Audrey Tseng de Melo Fischer (they/them) is based in Lenapehoking (Brooklyn). As a trans(queer) and bi(racial/national) architectural designer, writer, and researcher, Audrey’s work explores the interplay between heritage and futurism. Viewing them as sociopolitical constructs—one which stimulates both destruction and reconstruction of built environments—they have meditated (link to CV spreadsheet) on the borders and binaries within these spaces.


Architectural heritage unravels the futuristic potential for both violence—of displacement, dispossession, and erasure—and abundance—of care, solidarity, and interdependencies.

Architectural futurism often uses heritage as a foundation for imagining worlds that either authenticate or derive alternatives to colonial, hegemonic orders.

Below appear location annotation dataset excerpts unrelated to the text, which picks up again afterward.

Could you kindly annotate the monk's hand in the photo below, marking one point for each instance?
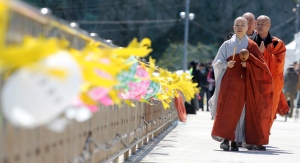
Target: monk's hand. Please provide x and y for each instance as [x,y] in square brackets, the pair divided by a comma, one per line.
[230,64]
[262,47]
[243,64]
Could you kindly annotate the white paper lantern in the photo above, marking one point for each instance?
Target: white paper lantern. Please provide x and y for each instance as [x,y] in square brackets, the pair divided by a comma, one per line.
[32,98]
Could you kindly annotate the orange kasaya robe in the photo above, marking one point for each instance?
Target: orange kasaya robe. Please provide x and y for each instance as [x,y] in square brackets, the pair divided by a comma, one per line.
[250,87]
[274,55]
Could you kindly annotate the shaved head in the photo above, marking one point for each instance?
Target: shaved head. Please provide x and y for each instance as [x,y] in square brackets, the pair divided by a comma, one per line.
[242,19]
[249,15]
[263,26]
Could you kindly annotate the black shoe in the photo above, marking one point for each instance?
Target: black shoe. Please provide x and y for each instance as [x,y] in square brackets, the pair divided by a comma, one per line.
[248,146]
[225,145]
[259,147]
[234,147]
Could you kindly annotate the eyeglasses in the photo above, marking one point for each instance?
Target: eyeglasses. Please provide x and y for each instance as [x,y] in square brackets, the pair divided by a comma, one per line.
[237,25]
[263,24]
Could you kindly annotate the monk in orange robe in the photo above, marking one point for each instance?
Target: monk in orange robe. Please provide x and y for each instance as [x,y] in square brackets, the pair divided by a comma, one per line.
[273,50]
[244,91]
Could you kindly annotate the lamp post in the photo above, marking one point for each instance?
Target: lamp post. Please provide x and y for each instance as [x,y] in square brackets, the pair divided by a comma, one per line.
[191,16]
[296,10]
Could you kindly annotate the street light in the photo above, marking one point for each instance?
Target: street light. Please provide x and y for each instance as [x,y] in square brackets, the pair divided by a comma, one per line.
[190,16]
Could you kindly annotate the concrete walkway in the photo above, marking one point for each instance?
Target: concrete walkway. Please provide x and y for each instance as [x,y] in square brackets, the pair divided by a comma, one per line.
[191,142]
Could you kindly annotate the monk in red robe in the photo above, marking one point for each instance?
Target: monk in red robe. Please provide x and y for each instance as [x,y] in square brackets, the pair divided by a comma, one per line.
[273,50]
[244,92]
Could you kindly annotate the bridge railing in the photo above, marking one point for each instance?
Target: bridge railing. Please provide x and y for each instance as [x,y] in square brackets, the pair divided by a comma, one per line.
[111,132]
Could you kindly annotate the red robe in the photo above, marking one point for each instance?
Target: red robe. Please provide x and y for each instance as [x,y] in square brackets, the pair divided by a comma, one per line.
[251,86]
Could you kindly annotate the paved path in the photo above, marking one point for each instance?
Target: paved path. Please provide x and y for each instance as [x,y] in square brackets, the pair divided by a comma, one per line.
[191,142]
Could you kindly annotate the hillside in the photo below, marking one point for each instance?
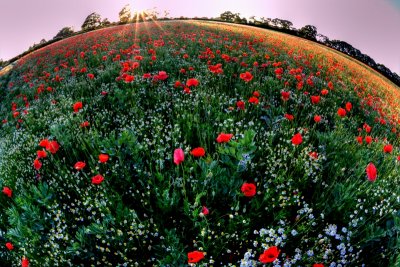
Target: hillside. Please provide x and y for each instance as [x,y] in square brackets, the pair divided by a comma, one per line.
[187,142]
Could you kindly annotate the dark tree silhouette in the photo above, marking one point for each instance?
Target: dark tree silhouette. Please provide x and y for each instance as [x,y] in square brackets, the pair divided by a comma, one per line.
[230,17]
[64,32]
[125,14]
[91,22]
[282,24]
[309,32]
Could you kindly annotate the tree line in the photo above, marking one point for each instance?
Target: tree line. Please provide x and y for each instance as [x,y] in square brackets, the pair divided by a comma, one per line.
[310,32]
[94,21]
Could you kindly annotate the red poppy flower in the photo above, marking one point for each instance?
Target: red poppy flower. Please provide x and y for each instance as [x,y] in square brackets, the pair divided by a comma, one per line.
[178,84]
[195,256]
[289,117]
[9,246]
[192,82]
[349,106]
[341,112]
[269,255]
[85,124]
[98,179]
[41,154]
[7,191]
[129,78]
[205,210]
[359,139]
[367,128]
[44,143]
[52,147]
[24,262]
[315,99]
[103,158]
[198,152]
[224,138]
[79,165]
[324,92]
[368,139]
[248,189]
[297,139]
[37,164]
[285,95]
[246,76]
[162,75]
[179,156]
[371,172]
[388,148]
[240,105]
[253,100]
[77,106]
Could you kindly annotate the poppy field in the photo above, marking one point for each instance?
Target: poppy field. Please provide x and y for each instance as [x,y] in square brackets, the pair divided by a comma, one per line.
[196,143]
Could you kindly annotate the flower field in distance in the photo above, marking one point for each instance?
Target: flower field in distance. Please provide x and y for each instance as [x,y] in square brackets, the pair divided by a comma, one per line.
[197,143]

Audrey seeded Rehearsing with Chong Gu, a collaboration dedicated to framing otherness in transience. Currently, they are the head of an architectural research institute on the US-MX border and a resident of the 2024-25 Bandung Residency—co-organized by Asian American Arts Alliance (A4) and Museum of Contemporary African Diasporan Arts (MoCADA). Previously, Audrey worked as a senior writer/researcher at Adjaye Associates (Accra, London & New York) and held positions as an architectural designer in firms such as SOM (New York), Shigeru Ban Architects (Tokyo), Philippe Rahm architectes (Paris), among others. Their work has been published in Paprika!, POOL , Yale Retrospecta, and featured in places including Venice Biennale Architecttura, Storefront for Art and Architecture, ACSA/EAAE, and more. They have collaborated with various organization, including Yale & Princeton NOMAS, the Queer Space Working Group, Red Canary Song and received the George Nelson Fellowship for their research on Stewarding Chinampas: Co-speculating Our Many Worlds (Mexico City).